After the assisted-installer writes the OCP operating system to the
host's installation disk and then reboots the host, we can only hope
that the disk that will boot after that reboot is the installation disk
and not some other device.

After the reboot, one of the following three things could happen:

  1. The discovery ISO media gets booted, again. This is bad, but we can
    detect this and let the user know.

  2. Some disk other than the installation disk gets booted. This is bad,
    and there's nothing we can do about it. We can't even tell for sure if
    that happened.

  3. The installation disk boots and everything is fine and installation
    / cluster initialization proceeds as expected.

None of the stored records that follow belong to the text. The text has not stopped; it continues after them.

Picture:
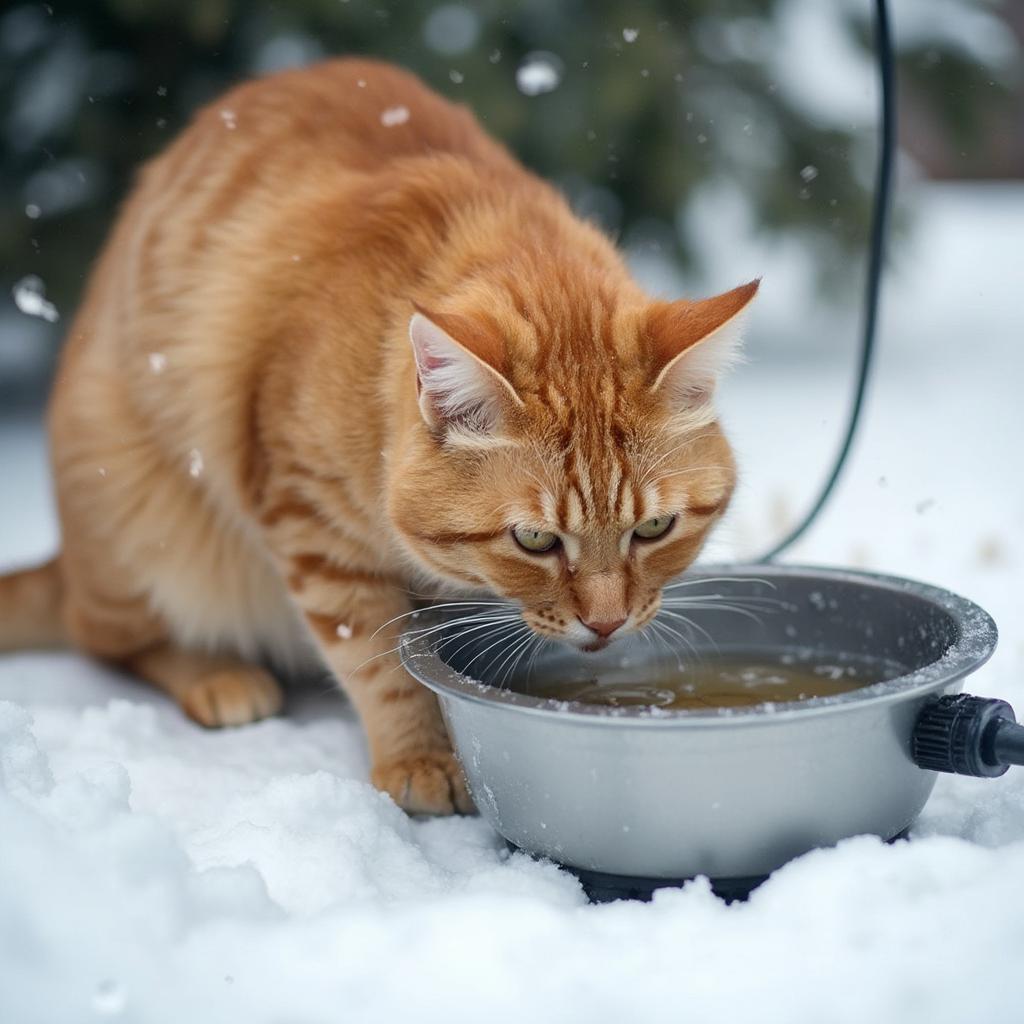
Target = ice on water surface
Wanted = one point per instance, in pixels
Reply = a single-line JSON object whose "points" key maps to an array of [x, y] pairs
{"points": [[540, 72], [30, 297]]}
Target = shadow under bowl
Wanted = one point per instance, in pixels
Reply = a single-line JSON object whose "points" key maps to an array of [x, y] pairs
{"points": [[725, 793]]}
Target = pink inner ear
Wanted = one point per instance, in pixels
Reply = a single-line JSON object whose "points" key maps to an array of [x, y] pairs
{"points": [[475, 334]]}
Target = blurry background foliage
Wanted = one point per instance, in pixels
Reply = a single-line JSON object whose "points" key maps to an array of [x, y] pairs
{"points": [[646, 104]]}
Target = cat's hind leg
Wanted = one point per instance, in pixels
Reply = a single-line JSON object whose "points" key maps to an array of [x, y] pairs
{"points": [[212, 689]]}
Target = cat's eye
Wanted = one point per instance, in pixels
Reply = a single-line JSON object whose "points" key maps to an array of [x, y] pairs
{"points": [[655, 527], [537, 542]]}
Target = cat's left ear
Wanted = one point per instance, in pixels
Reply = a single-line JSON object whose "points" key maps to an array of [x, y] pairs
{"points": [[459, 378], [693, 343]]}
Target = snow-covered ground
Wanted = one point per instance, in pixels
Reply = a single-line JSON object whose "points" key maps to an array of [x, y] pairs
{"points": [[154, 871]]}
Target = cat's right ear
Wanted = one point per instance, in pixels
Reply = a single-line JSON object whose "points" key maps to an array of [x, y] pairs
{"points": [[459, 379]]}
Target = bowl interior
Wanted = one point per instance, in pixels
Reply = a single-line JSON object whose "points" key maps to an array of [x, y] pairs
{"points": [[815, 614]]}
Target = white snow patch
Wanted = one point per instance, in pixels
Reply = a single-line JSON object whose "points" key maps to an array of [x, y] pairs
{"points": [[30, 297], [540, 72], [394, 116]]}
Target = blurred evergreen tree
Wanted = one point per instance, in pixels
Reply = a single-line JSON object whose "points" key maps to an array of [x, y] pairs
{"points": [[654, 99]]}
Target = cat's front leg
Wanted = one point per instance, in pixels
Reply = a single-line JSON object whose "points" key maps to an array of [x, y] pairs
{"points": [[346, 609]]}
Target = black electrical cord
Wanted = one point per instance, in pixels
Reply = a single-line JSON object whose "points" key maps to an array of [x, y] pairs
{"points": [[880, 219]]}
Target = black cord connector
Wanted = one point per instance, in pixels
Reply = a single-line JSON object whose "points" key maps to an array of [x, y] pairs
{"points": [[967, 735]]}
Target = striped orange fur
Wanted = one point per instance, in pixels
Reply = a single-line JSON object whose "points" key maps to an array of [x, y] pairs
{"points": [[327, 361]]}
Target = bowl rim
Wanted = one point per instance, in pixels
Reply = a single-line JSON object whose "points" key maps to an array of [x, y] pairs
{"points": [[976, 643]]}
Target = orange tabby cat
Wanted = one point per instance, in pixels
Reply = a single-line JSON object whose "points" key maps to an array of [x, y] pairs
{"points": [[342, 348]]}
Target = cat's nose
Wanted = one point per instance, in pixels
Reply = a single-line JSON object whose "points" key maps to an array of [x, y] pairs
{"points": [[605, 629]]}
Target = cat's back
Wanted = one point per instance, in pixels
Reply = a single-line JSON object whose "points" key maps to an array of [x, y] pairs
{"points": [[348, 114]]}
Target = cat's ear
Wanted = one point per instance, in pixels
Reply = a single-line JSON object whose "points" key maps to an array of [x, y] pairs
{"points": [[694, 342], [458, 376]]}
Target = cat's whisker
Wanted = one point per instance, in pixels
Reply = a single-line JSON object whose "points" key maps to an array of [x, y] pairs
{"points": [[519, 650], [420, 634], [478, 638], [666, 638], [452, 623], [679, 636], [753, 601], [505, 639], [727, 607], [692, 625], [707, 580], [438, 607], [532, 657]]}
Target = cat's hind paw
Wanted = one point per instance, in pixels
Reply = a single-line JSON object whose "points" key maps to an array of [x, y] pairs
{"points": [[232, 696], [425, 782]]}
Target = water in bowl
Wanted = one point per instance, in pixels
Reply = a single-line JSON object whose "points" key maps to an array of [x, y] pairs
{"points": [[727, 680]]}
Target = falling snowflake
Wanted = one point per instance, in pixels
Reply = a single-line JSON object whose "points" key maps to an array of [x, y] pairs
{"points": [[109, 998], [540, 72], [30, 297], [394, 116]]}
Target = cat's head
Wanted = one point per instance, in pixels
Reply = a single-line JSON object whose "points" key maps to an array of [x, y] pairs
{"points": [[572, 462]]}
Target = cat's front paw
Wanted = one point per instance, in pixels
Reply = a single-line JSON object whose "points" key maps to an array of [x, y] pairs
{"points": [[425, 782]]}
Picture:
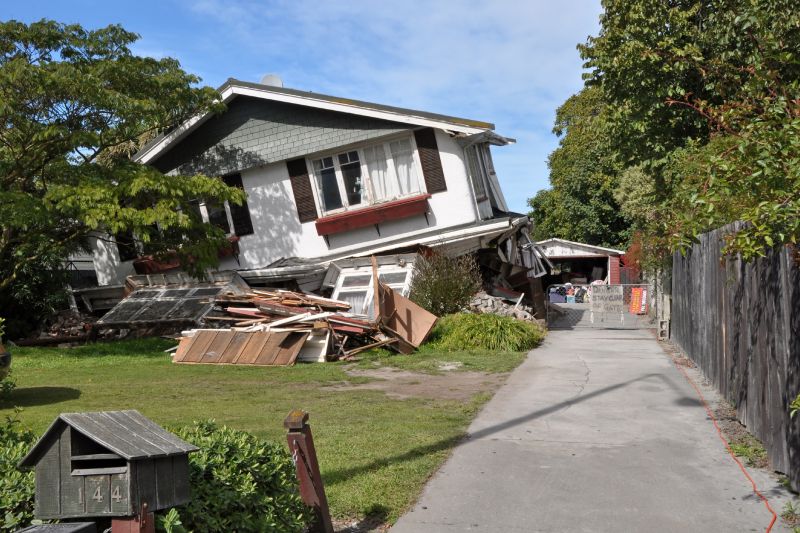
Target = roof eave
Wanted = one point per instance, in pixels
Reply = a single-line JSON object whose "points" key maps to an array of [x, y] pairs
{"points": [[232, 88]]}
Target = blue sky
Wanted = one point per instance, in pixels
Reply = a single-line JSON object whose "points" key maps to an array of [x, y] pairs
{"points": [[511, 63]]}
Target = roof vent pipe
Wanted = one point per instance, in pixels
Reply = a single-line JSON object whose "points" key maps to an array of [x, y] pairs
{"points": [[273, 80]]}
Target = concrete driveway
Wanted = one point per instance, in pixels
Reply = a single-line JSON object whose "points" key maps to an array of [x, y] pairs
{"points": [[596, 431]]}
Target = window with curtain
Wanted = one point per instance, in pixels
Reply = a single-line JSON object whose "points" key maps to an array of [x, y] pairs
{"points": [[367, 176]]}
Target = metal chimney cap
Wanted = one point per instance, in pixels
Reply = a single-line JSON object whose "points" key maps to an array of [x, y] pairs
{"points": [[273, 80]]}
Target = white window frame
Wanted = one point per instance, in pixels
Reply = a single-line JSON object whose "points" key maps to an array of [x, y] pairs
{"points": [[365, 179], [367, 286]]}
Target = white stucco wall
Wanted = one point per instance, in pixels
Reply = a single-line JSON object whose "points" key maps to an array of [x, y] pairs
{"points": [[109, 269], [278, 232]]}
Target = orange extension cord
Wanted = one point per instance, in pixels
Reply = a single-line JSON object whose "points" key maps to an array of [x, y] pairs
{"points": [[727, 446]]}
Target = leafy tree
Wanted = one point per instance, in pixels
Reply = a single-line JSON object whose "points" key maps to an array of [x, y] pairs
{"points": [[75, 105], [583, 173], [703, 99]]}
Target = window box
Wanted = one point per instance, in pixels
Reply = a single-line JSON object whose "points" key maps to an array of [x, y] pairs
{"points": [[369, 216]]}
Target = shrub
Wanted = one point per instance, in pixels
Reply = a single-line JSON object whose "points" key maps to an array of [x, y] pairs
{"points": [[467, 331], [239, 483], [444, 285], [16, 487]]}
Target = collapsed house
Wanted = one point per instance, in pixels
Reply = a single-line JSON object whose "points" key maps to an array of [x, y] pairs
{"points": [[331, 182]]}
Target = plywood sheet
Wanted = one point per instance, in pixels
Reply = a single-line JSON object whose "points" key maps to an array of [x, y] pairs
{"points": [[259, 348], [410, 321]]}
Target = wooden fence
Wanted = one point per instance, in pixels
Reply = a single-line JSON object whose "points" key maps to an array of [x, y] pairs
{"points": [[740, 322]]}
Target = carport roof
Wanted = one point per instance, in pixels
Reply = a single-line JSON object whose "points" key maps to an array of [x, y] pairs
{"points": [[564, 248]]}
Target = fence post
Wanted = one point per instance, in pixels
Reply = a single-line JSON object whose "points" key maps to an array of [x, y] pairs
{"points": [[301, 446]]}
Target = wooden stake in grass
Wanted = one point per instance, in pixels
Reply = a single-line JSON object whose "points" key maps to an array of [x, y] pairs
{"points": [[304, 455]]}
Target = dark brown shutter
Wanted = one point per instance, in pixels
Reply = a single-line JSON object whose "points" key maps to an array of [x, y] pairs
{"points": [[242, 225], [429, 157], [301, 188]]}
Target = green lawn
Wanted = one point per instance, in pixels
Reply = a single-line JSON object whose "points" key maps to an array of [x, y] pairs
{"points": [[375, 452]]}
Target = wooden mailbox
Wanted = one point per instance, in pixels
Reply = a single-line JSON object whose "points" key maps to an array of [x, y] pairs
{"points": [[111, 463]]}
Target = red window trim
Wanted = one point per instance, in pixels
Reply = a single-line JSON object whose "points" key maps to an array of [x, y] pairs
{"points": [[369, 216]]}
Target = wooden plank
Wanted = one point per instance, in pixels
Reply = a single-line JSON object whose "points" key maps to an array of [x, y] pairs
{"points": [[217, 347], [253, 349], [145, 472], [739, 323], [269, 352], [180, 470], [71, 490], [120, 494], [290, 349], [234, 349], [165, 494], [195, 353], [98, 495]]}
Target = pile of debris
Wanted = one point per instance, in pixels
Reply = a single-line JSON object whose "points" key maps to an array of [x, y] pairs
{"points": [[64, 327], [279, 327], [503, 305]]}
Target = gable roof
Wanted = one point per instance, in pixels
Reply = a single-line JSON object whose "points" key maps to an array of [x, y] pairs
{"points": [[128, 434], [233, 88], [580, 246]]}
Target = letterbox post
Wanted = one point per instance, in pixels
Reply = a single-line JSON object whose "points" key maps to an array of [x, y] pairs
{"points": [[144, 522], [301, 446]]}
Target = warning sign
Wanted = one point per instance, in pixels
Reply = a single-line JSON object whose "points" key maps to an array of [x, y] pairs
{"points": [[638, 301], [607, 299]]}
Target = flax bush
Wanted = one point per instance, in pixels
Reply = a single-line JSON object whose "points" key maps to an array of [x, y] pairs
{"points": [[467, 331], [444, 285], [16, 486]]}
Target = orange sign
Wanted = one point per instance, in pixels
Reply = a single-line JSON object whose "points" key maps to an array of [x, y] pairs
{"points": [[638, 301]]}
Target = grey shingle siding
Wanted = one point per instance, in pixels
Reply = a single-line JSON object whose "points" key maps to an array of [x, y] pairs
{"points": [[253, 132]]}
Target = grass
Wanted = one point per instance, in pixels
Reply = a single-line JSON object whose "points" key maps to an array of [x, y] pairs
{"points": [[751, 450], [430, 360], [485, 332], [375, 452]]}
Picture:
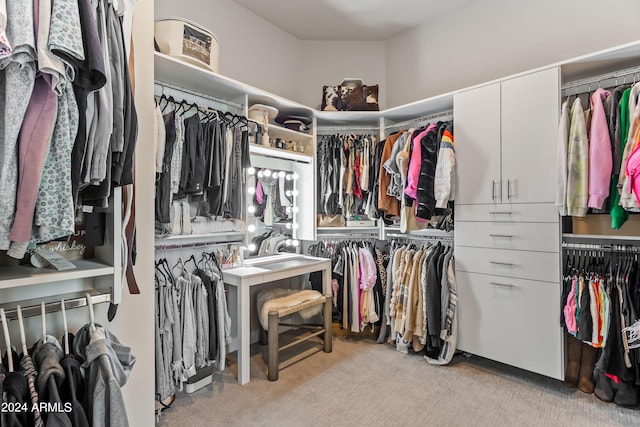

On UEFI based systems we can usually make (3) happen using efibootmgr,
on BIOS based systems we cannot influence the boot process in the same
way. However, there is one thing yet we try to do to avoid (2) - during
installation the assisted-service asks the assisted-installer to attempt
to format the boot partition of some of the disks that the
assisted-agent recognized as "Bootable" (these are disks that have an
MBR bootloader as their first sector).

By attempting to clear the boot sector of these disks, we hope that BIOS
will no longer recognize these disks as bootable and so will not try to
automatically boot from them, thus preventing (2).

The issue

ALL disks that we recognize as bootable (save for some special
exceptions) get formatted, all for the sake of ensuring the user won't
run into confusing boot order issues. This is an opinionated decision we
made to improve the ease of use of the Assisted Installer, but it comes
at a cost of destroying user disks, some of which could potentially be
important and might be used by the cluster / server hardware. Some users
may be unhappy with this decision and may want to have more control.

The solution

Give users an abiltiy to opt out of formatting particular disk(s). When
users choose to opt out of formatting, the UI (not as part of this PR)
will show them a warning explaining that it is on them to ensure they
won't run into any boot order issues, and it's up to them to take care
of it.

Implementation

Two new API changes have been introduced -

  • New read-only disks_to_be_formatted column added to every host. This
    column is managed by the service. It's a comma separated list of disks
    that are automatically planned to undergo formatting once installation
    begins, unless otherwise set to be skipped by skip_formatting_disks.
    The reason this new API was added is because we would like the new UI
    for this feature to also show the users which disks are planned to
    undergo formatting.

  • New user-updatable skip_formatting_disks column. Can be modified
    through a newly added host UPDATE API. The structure of this new
    UPDATE API is a list of disks, and for each disk, whether the user
    wants it removed-from or added-to the skip_formatting_disks list. In
    order to make sure that direct API users didn't make a typo (which
    could lead to potentially harmful formatting), this API would also
    validate that the disk ID that the user asked to skip actually appears
    in the inventory. This also ensures the user doesn't choose to skip a
    disk before the inventory arrives - as that could lead to the
    installation disk being chosen to be one of the skipped disks, which
    would be awkward.

Finally, when determining which disks the assisted-service should ask
the assisted-installer to format, the assisted-service will consult both
disks_to_be_formatted and skip_formatting_disks to decide on the
final list (the final list is a simple set(disks_to_be_formatted)
minus set(skip_formatting_disks))

Installation disk

I've also added a blocking validation to hosts which checks that the
installation disk of the host does not appear in the host's
skip_formatting_disks list. This validation would be the simplest way
to block the user from asking to "skip the formatting of the
installation disk" (which would obviously be non-sensical, as the
installation disk has to be formatted). Another way to solve this would
be to block the user during the host UPDATE API call, but that would be
mixing / tightly coupling the installation disk choice API with the new
skip formatting disks API. An "offline" validation happening in the
background is simpler.

Missing skip-formatting disks validation

If for some reason one of the disks that is set to be skipped no longer
appears in the inventory, a new validation will block installation. This
is to ensure that if the user reboots the system and somehow the disk
they asked to skip the formatting of changed ID, then they would have to
manually and consciously remove it from the skip_formatting_disks list.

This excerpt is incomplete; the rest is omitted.